Darn you clichés. You’ve proven to all be true. The semester has flown by so fast. I’ve learned so much. I can’t wait to go home to my family and friends.
But in the words of Nacho Libre, “Let’s get down to the nitty gritty.” Was my time in California all I hoped it would be?
There weren’t crushing, earth-shattering lows. There weren’t top-of-the-world, life-changing highs. In short, even though I was in Hollywood, life wasn’t following the traditional three-act narrative structure of most Hollywood films. I didn’t get any job offer, but I did get a few useful connections. I didn’t sell a screenplay to a major studio, but I did learn a lot about what makes a good screenplay great through my internships.
Michelle, a script arbitrator (someone who works on the legal side of screenwriting), shared with me both her and her husband’s Hollywood journey. Her husband, Joey, had made three script sales to major studios. She said Joey thought he’d hit it big, but is currently in a dry spot. He has proof that he’s got the skills to succeed, so why isn’t he?
This all helped to emphasize to me that success on this earth is fleeting. God doesn’t guarantee me a Hollywood happy ending. Even if I had the best day of my life, life would continue the next day, and I would have to move on to the next story.
Biggest area of growth this semester? Well, I feel like I’m a much better driver than I was when I came out here. My first time driving to work was one of the more terrifying experiences of my life. But on this friday, my last day, I made the trek with ease even with the torrential downpour! Small victories, folks. Small victories.
Oh, and for those who’ve kept up with my blog from the beginning, I’ve promised the full list of clichés that found their way into the scripts I’ve covered this semester.
Out of the 80 scripts that I read this year:
- The protagonist died a dramatic death in at the end of 9 of them. 6 of those deaths were from a “We have to activate the switch manually! I’ll sacrifice myself to do it!” scenario.
- 15 of the scripts’ protagonists were struggling writers. FIFTEEN! All of them were thinly veiled representations of their authors’ own struggles as a writer.
- Plot twist! The trusted mentor was actually the villain all along in 13 of these scripts.
- The protagonist got his car towed in 5 scripts. Poor guy.
- But if you really want to make us sympathize with your character, have them hold a photograph of their deceased relative, and then have them take out and admire it during the most emotional parts of the story. 21 scripts thought this was a great idea.

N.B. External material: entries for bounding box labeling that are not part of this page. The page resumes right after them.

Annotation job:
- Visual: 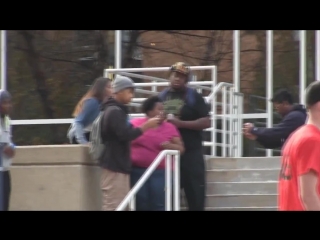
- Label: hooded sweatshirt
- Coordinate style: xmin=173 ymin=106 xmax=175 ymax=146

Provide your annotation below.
xmin=0 ymin=90 xmax=15 ymax=171
xmin=100 ymin=98 xmax=142 ymax=174
xmin=251 ymin=104 xmax=307 ymax=149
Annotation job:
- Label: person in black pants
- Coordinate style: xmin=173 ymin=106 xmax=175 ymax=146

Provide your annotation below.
xmin=159 ymin=62 xmax=211 ymax=211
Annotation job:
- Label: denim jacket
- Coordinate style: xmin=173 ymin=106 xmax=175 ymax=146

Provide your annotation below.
xmin=67 ymin=97 xmax=100 ymax=144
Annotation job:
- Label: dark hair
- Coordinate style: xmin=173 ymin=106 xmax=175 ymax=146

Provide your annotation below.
xmin=306 ymin=81 xmax=320 ymax=107
xmin=141 ymin=96 xmax=162 ymax=114
xmin=72 ymin=77 xmax=111 ymax=117
xmin=271 ymin=89 xmax=293 ymax=104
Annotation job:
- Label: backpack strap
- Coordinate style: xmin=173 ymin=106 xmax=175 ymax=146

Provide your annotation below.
xmin=186 ymin=87 xmax=196 ymax=106
xmin=159 ymin=88 xmax=169 ymax=101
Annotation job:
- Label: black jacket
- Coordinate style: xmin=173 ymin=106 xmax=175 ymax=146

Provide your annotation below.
xmin=100 ymin=98 xmax=142 ymax=174
xmin=251 ymin=105 xmax=307 ymax=149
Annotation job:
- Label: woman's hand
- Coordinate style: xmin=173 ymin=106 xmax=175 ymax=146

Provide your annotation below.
xmin=161 ymin=137 xmax=184 ymax=153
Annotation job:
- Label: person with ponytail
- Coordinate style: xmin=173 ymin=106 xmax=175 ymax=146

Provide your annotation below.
xmin=67 ymin=77 xmax=111 ymax=144
xmin=0 ymin=90 xmax=15 ymax=211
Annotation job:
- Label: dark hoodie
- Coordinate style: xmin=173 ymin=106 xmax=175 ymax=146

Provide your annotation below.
xmin=251 ymin=105 xmax=307 ymax=149
xmin=100 ymin=98 xmax=142 ymax=174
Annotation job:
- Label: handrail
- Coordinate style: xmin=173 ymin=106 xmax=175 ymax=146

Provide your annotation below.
xmin=116 ymin=150 xmax=180 ymax=211
xmin=205 ymin=82 xmax=233 ymax=101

- But what if that relative isn’t really dead? I kid you not, 3 scripts had the dead girl’s ghost whisper, “find me” to the protagonist.
Some scripts had great, specific ideas. Someone else just happened to have the exact same idea.
- 3 scripts were coming of age stories set in the 80’s. All three protagonists had single mothers who were anxious to get back into the dating scene because they can’t grow old yet, darn it! So the protagonist walked in and caught her mother in bed with a complete loser.
- A different 3 TV pilots all opened with a tape recording of a deceased character reading out his will. The script then revealed that two characters who hated each other were actually related! They would have to live together and follow the deceased character’s orders to inherit his vast fortune.
- Another 3 scripts were about a priceless painting being sold for cheap. The characters then scrambled to get the painting back from the unappreciative new owners.
I’ve got a ton more clichés, but that’s enough for this blog. Thanks for staying with me throughout this journey. Peace out.